Sorry for the rant, but I did stay on the topic at first.
Also, props on your last post, Diogenes.
As I understand it, Dan Quayle was quoted as saying, “I love the Osbourne’s! There is no way Conservatives or the Christian right faction could produce a show or commercial with as powerful an anti-drug message as Ozzy has managed.”
The world can be a scary place when you start agreeing with Dan, but I can’t find the bloody remote…SHARRRRRON!
I should point out for the sake of accuracy that Ozzy’s shakes are directly related to the anti-psychotics he’s on, thanks to a court order… long story about beating up Sharon in the 80s.
The psychotics, now… But it’s a good point. You also have to make the message plausible. Kids don’t believe they will be killed. So don’t emphasize that Crack Kills. Point out the social effects first. That part, people will take to heart.
The thing is, the real audience of the ads isnt the 16 year old “at risk group”. Its the 30 something, conservative, ultra religious bible belters. Being “tough on drugs” is an easy way to win extra popularity points. If you actually look at the ads from an apriori perspective that drugs ARE as evil as the ads make them out to be, then they can be surprisingly effective.

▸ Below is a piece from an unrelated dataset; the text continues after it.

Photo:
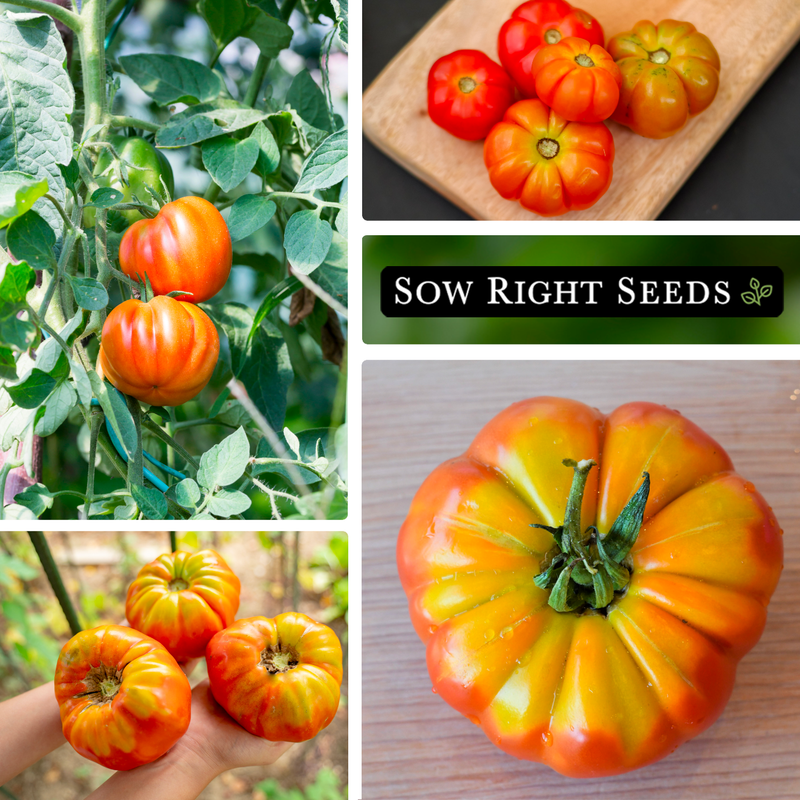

I know a couple of guys who said the exact same thing. That’s why I don’t believe the people who say that marijuana doesn’t encourage people to try harder drugs. I know people who attest that it did that very thing, in their case.
Go back and read the statistics on page one. Only a very small percentage of those who smoke weed move on to harder drugs.
I know lots and lots of people who have smoked lots and lots of doobies without ever getting the urge to boot up smack.
Also, a personality type who will “need a better high” would most likely try crack or heroin even if marijuana did not exist. The gateway theory dies a hard death, many continue to cling to it.
Diogenes:
Actually, yeah. A couple of weeks ago I was, er, toasty, and the “MARIJUANA - IT’S MORE DANGEROUS THAN WE THOUGHT” ad came on.
The ad “influenced” me to laugh so hard that the milk I was drinking dribbled out of my nose.